We acknowledge some limitations to this study: firstly, the small number of subjects. However, each subject had four lung MRI acquisitions, so 44 acquisitions were obtained to test five software methods. Secondly, many missing lung function data hamper data analysis. VCMRI correlated positively with VCSPIROMETER, but analysis of a larger subset is needed to confirm these results. This will be eventually achieved when the entire dataset of Generation R is segmented. Thirdly, only one MRI system was used to acquire the MR images. While this ensured homogeneity in the resulting MR images, this does not reflect the wide range of MRI systems and imaging sequences used in practice.
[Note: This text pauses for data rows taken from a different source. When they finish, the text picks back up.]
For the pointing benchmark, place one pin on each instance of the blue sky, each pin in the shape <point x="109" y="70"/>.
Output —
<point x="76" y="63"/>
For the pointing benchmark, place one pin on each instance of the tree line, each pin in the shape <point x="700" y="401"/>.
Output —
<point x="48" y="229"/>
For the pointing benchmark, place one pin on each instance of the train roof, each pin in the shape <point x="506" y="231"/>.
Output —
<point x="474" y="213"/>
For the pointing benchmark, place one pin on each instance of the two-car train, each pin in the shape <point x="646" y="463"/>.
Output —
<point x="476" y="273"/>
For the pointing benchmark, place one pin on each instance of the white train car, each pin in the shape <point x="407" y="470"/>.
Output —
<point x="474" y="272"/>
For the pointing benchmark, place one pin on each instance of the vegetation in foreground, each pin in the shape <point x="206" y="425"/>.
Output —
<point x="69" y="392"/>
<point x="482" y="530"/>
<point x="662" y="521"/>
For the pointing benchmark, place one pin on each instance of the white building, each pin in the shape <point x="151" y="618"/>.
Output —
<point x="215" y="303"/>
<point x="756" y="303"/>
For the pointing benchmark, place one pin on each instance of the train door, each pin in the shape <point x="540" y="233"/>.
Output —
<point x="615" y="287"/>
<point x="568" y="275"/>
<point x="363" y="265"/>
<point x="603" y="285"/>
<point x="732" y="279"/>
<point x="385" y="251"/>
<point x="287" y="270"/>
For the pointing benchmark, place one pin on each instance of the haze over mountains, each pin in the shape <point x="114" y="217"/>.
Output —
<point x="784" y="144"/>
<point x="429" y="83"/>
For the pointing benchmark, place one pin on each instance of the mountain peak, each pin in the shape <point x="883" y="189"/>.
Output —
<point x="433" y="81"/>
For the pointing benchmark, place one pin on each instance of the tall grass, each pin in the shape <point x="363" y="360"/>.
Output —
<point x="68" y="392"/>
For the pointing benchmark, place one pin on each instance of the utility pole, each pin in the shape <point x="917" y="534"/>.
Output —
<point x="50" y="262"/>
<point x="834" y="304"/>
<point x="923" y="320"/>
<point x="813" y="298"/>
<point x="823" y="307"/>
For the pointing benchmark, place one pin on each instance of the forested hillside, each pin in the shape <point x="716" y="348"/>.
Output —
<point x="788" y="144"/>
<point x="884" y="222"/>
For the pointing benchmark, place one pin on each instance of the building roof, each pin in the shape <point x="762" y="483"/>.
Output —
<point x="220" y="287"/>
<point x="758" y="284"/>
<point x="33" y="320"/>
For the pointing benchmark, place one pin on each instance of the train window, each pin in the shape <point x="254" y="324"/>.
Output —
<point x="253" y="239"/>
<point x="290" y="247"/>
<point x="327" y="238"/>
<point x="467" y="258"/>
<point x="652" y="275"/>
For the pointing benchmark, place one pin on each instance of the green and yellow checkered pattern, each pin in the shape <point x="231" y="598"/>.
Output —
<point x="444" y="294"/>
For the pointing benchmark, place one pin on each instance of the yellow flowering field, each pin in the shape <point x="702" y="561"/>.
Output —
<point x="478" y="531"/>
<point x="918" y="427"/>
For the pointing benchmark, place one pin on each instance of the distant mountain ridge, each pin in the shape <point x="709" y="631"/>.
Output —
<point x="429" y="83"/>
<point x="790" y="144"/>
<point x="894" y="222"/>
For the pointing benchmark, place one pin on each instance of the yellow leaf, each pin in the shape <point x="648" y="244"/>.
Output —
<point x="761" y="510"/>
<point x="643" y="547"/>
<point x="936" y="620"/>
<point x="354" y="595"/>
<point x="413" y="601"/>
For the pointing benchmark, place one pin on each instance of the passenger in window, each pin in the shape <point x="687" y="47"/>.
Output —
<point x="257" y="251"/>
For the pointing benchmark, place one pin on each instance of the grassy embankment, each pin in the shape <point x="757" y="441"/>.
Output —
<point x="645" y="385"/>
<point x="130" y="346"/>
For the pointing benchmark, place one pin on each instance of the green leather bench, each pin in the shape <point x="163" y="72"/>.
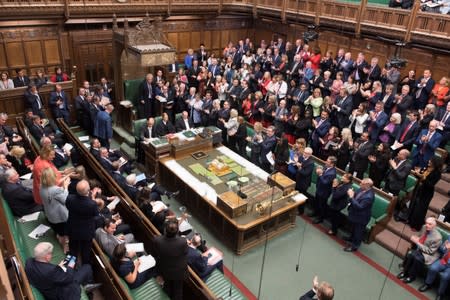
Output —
<point x="25" y="244"/>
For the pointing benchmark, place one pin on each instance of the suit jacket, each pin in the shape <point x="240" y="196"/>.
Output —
<point x="304" y="174"/>
<point x="345" y="111"/>
<point x="82" y="213"/>
<point x="103" y="125"/>
<point x="324" y="183"/>
<point x="360" y="208"/>
<point x="164" y="129"/>
<point x="171" y="257"/>
<point x="180" y="125"/>
<point x="20" y="199"/>
<point x="430" y="246"/>
<point x="52" y="281"/>
<point x="428" y="148"/>
<point x="396" y="179"/>
<point x="410" y="135"/>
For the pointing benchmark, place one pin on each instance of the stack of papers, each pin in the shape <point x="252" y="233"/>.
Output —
<point x="147" y="262"/>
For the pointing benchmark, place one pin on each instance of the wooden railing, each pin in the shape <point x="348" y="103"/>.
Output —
<point x="406" y="25"/>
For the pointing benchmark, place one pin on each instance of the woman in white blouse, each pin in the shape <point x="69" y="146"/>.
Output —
<point x="232" y="127"/>
<point x="358" y="120"/>
<point x="5" y="82"/>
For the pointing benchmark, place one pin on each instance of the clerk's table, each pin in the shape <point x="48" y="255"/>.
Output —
<point x="234" y="197"/>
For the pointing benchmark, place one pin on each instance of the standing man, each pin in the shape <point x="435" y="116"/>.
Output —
<point x="359" y="212"/>
<point x="146" y="97"/>
<point x="170" y="252"/>
<point x="81" y="222"/>
<point x="103" y="125"/>
<point x="427" y="142"/>
<point x="324" y="187"/>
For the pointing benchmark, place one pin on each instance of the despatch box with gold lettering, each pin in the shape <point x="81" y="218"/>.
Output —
<point x="231" y="204"/>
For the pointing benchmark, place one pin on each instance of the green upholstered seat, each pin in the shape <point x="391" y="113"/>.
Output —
<point x="25" y="244"/>
<point x="220" y="286"/>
However, our approach can be applied to other vendors and MRI sequences.

Conclusion

MRI systematically overestimates volume compared to CT due to GD. 3D Gradwarp images yield shapes that are similar to reference CT images, but can also determine larger volume overestimation. The effect of GD on volume measurements for images acquired with specific MR settings or in specific patient positions can be quantified and potentially be predicted and corrected.

Semi-automated and fully automated segmentation methods allow accurate, reproducible, and fast lung volume quantification using MRI. We conclude that chest MRI is a valid radiation-free alternative to CT to assess lung volume in large cohort studies.